George Balanchine (1904-1983) is tremendously quotable – if only because so many of his bon mots are adapted from others. When he declared himself to be “not a man but a cloud in trousers,” for example, he lifted the line directly from one of Mayakovsky’s greatest poems. Usually, however, the matchless choreographer offered not a straight quotation but an unacknowledged paraphrase. Here’s a basket of Mr. B’s observations.
“God made men to sing the praises of women.”
“When you have a garden full of pretty flowers, you don't demand of them, ‘What do you mean? What is your significance?’ Dancers are just flowers, and flowers grow without any literal meaning, they are just beautiful. We're like flowers. A flower doesn't tell you a story. It’s in itself a beautiful thing.”
In Balanchine’s view, Fred Astaire was “the most interesting, the most inventive, the most elegant dancer of our times.”

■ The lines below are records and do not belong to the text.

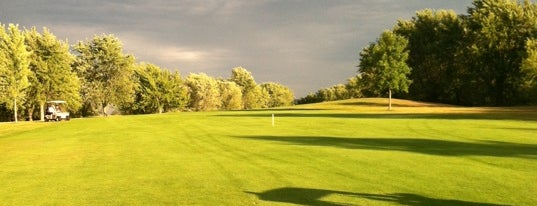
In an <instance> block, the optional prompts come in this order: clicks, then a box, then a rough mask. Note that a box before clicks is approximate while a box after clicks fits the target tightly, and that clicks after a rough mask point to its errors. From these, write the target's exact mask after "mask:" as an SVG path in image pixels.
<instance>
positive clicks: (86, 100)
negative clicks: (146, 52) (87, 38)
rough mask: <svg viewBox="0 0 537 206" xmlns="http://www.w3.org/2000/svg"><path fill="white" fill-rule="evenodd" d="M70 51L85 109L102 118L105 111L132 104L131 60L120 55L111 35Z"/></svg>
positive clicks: (132, 91)
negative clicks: (90, 111)
mask: <svg viewBox="0 0 537 206" xmlns="http://www.w3.org/2000/svg"><path fill="white" fill-rule="evenodd" d="M74 50H75V51H76V52H77V58H76V61H75V63H74V67H75V70H76V72H77V74H78V76H79V77H80V78H81V81H82V88H81V93H82V98H83V101H84V103H85V105H86V107H87V108H88V109H89V110H91V111H95V110H98V111H99V112H100V113H101V114H102V115H106V113H105V108H107V107H108V106H111V105H113V106H119V107H120V108H121V107H122V106H124V105H126V104H130V103H132V102H133V101H134V88H135V84H134V82H135V81H134V80H133V78H134V75H133V74H134V72H133V66H134V57H133V56H130V55H125V54H123V47H122V44H121V42H120V41H119V39H117V38H116V37H114V36H113V35H101V36H95V37H94V38H93V39H92V40H88V41H86V42H78V43H77V44H76V45H75V47H74Z"/></svg>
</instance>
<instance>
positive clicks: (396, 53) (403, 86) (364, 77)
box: [359, 30, 411, 110]
mask: <svg viewBox="0 0 537 206" xmlns="http://www.w3.org/2000/svg"><path fill="white" fill-rule="evenodd" d="M407 44H408V40H407V39H405V38H404V37H402V36H399V35H396V34H394V33H393V32H392V31H389V30H386V31H384V32H383V33H382V34H381V36H380V38H379V39H378V40H377V42H376V43H371V44H370V45H369V46H368V47H366V48H364V49H363V50H362V52H361V53H360V65H359V72H360V75H361V76H362V81H363V82H364V84H365V85H366V88H367V89H369V90H372V91H375V92H377V93H379V94H381V93H383V92H385V91H386V90H387V91H388V97H389V104H388V110H391V108H392V104H391V103H392V101H391V99H392V92H396V91H403V92H407V91H408V86H409V85H410V83H411V81H410V80H409V79H408V77H407V76H408V75H409V74H410V67H409V66H408V65H407V64H406V61H407V59H408V51H407V50H406V46H407Z"/></svg>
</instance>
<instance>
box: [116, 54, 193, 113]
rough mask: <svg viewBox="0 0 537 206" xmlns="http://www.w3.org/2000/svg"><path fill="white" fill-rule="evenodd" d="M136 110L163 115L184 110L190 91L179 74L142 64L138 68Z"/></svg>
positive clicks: (157, 67) (135, 101) (135, 104)
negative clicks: (183, 109) (173, 111)
mask: <svg viewBox="0 0 537 206" xmlns="http://www.w3.org/2000/svg"><path fill="white" fill-rule="evenodd" d="M135 76H136V79H137V80H138V86H137V87H136V92H135V93H136V95H135V96H136V99H135V100H136V101H135V103H134V105H135V106H134V107H135V108H125V109H126V110H129V109H135V110H140V112H141V113H156V112H158V113H163V112H166V111H170V110H174V109H182V108H183V107H184V106H185V105H186V104H187V91H188V89H187V88H186V86H185V85H184V84H183V82H182V81H181V77H180V75H179V73H172V72H170V71H169V70H162V69H161V68H159V67H158V66H156V65H153V64H149V63H142V64H140V65H138V66H136V69H135Z"/></svg>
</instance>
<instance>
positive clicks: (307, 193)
mask: <svg viewBox="0 0 537 206" xmlns="http://www.w3.org/2000/svg"><path fill="white" fill-rule="evenodd" d="M246 193H249V194H254V195H256V196H257V197H258V198H259V199H260V200H263V201H270V202H280V203H291V204H297V205H316V206H343V205H353V204H349V203H339V202H331V201H326V200H323V199H322V198H324V197H327V196H329V195H342V196H348V197H351V198H364V199H368V200H373V201H380V202H389V203H396V204H399V205H407V206H428V205H440V206H442V205H450V206H451V205H463V206H500V204H491V203H480V202H470V201H463V200H452V199H437V198H430V197H425V196H421V195H416V194H409V193H392V194H368V193H353V192H344V191H336V190H322V189H309V188H296V187H283V188H277V189H272V190H268V191H264V192H261V193H255V192H246Z"/></svg>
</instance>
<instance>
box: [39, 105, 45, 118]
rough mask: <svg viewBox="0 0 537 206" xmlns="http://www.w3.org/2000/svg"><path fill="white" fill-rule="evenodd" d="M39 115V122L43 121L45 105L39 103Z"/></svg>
mask: <svg viewBox="0 0 537 206" xmlns="http://www.w3.org/2000/svg"><path fill="white" fill-rule="evenodd" d="M39 114H40V115H41V121H42V122H44V121H45V103H41V102H40V103H39Z"/></svg>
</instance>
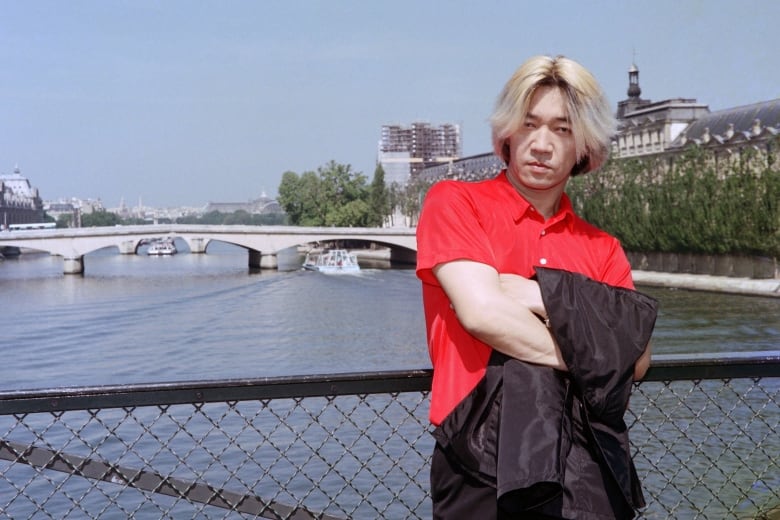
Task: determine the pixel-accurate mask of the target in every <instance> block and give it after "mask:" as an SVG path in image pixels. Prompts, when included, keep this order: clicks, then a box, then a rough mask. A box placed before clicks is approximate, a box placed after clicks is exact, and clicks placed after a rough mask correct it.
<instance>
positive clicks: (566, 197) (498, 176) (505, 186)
mask: <svg viewBox="0 0 780 520" xmlns="http://www.w3.org/2000/svg"><path fill="white" fill-rule="evenodd" d="M498 180H499V181H500V182H501V183H503V184H504V185H505V188H506V189H507V190H508V191H509V192H510V194H511V198H512V202H511V204H512V207H513V208H514V211H513V212H512V218H513V219H514V221H515V222H519V221H520V220H522V219H523V218H524V217H525V216H526V215H527V214H529V213H531V212H534V213H536V210H535V209H534V207H533V206H531V203H530V202H528V201H527V200H526V199H525V197H523V196H522V195H520V194H519V193H518V192H517V190H516V189H515V187H514V186H512V183H510V182H509V179H508V178H507V176H506V170H502V172H501V174H500V175H499V176H498ZM573 217H574V207H573V206H572V204H571V200H570V199H569V196H568V195H566V194H565V193H564V194H563V195H561V203H560V206H559V207H558V211H557V212H556V213H555V215H553V216H552V217H551V218H550V219H548V221H547V224H548V225H549V224H555V223H557V222H560V221H564V220H568V222H569V224H570V225H571V223H572V222H574V218H573Z"/></svg>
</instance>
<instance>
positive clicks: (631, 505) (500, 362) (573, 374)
mask: <svg viewBox="0 0 780 520" xmlns="http://www.w3.org/2000/svg"><path fill="white" fill-rule="evenodd" d="M536 275H537V280H538V282H539V285H540V287H541V291H542V298H543V299H544V304H545V308H546V309H547V311H548V316H549V323H550V329H551V332H552V334H553V335H554V337H555V339H556V341H557V343H558V345H559V347H560V350H561V354H562V356H563V359H564V361H565V362H566V365H567V367H568V369H569V372H568V373H566V372H561V371H557V370H554V369H552V368H547V367H541V366H538V365H532V364H529V363H525V362H522V361H518V360H516V359H512V358H509V357H507V356H505V355H503V354H500V353H499V352H497V351H494V353H493V355H492V356H491V359H490V362H489V364H488V367H487V370H486V373H485V377H484V378H483V379H482V380H481V381H480V383H479V384H478V385H477V387H476V388H475V389H474V390H473V391H472V392H471V394H470V395H469V396H467V397H466V399H464V400H463V401H462V402H461V403H460V404H459V405H458V406H457V407H456V408H455V410H453V412H452V413H451V414H450V415H449V416H448V417H447V418H446V419H445V420H444V421H443V422H442V424H441V425H440V426H439V427H438V428H436V430H435V431H434V437H435V438H436V440H437V442H438V443H439V444H440V446H441V447H442V448H443V449H444V450H445V452H446V453H447V454H448V456H449V457H450V458H451V459H452V460H453V461H455V462H456V463H457V464H458V465H459V466H460V467H462V468H463V470H464V471H465V472H467V473H469V474H471V475H472V476H473V477H475V478H477V479H479V480H480V481H482V482H483V483H485V484H488V485H491V486H494V487H495V488H496V492H497V500H498V501H499V504H500V506H501V507H502V508H504V509H505V510H508V511H527V510H533V511H538V512H544V513H546V514H552V515H558V516H562V517H568V516H576V517H577V518H593V519H597V518H598V519H601V518H632V517H633V516H634V510H635V509H636V508H639V507H643V506H644V505H645V502H644V498H643V496H642V491H641V487H640V484H639V480H638V478H637V475H636V471H635V469H634V465H633V462H632V460H631V456H630V451H629V442H628V428H627V427H626V424H625V422H624V420H623V415H624V413H625V411H626V408H627V407H628V398H629V395H630V392H631V388H632V379H633V372H634V364H635V363H636V361H637V359H638V358H639V357H640V356H641V354H642V352H643V351H644V348H645V346H646V345H647V343H648V342H649V340H650V335H651V333H652V330H653V327H654V325H655V319H656V314H657V302H656V301H655V300H654V299H653V298H650V297H648V296H646V295H643V294H641V293H639V292H636V291H631V290H627V289H622V288H618V287H612V286H609V285H606V284H603V283H599V282H596V281H594V280H591V279H589V278H587V277H585V276H583V275H581V274H577V273H571V272H568V271H562V270H557V269H548V268H541V267H539V268H537V269H536Z"/></svg>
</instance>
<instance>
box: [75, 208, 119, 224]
mask: <svg viewBox="0 0 780 520" xmlns="http://www.w3.org/2000/svg"><path fill="white" fill-rule="evenodd" d="M121 223H122V219H121V218H120V217H119V215H117V214H116V213H111V212H109V211H105V210H102V211H93V212H92V213H84V214H83V215H81V227H98V226H116V225H118V224H121Z"/></svg>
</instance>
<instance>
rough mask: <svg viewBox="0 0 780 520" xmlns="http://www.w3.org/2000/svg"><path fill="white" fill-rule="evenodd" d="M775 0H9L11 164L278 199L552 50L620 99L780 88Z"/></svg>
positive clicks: (114, 189)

“The ballet is a purely female thing; it is a woman, a garden of beautiful flowers, and man is the gardener.”
“In my ballets, woman is first. Men are consorts. God made men to sing the praises of women. They are not equal to men: They are better.”
“Dance is music made visible.” (Also, “See the music, hear the dance.”)
“There are no mothers-in-law in ballet” (also known as Balanchine’s Law).
“We all live in the same time forever. There is no future and there is no past.”
“Someone once said that dancers work just as hard as policemen, always alert, always tense. But I don't agree with that because policemen don't have to look beautiful at the same time.”
“In fact I disagree with everybody and I don't want to argue about it.”
“The mirror is not you. The mirror is you looking at yourself.”
And when he received the Handel medallion, he said, “I can't Handel it. . .so I'll Haydn it.”
See Arlene Croce's “Balanchine Said” in The New Yorker (January 26, 2009): “In later years, [Balanchine] waged a personal campaign against the twentieth-century fetish of originality. . . . He saw no harm in appropriating; and he stole and was stolen from – that was the way of art.”
Above: George Balanchine and Suzanne Farrell rehearsing Don Quixote in 1968.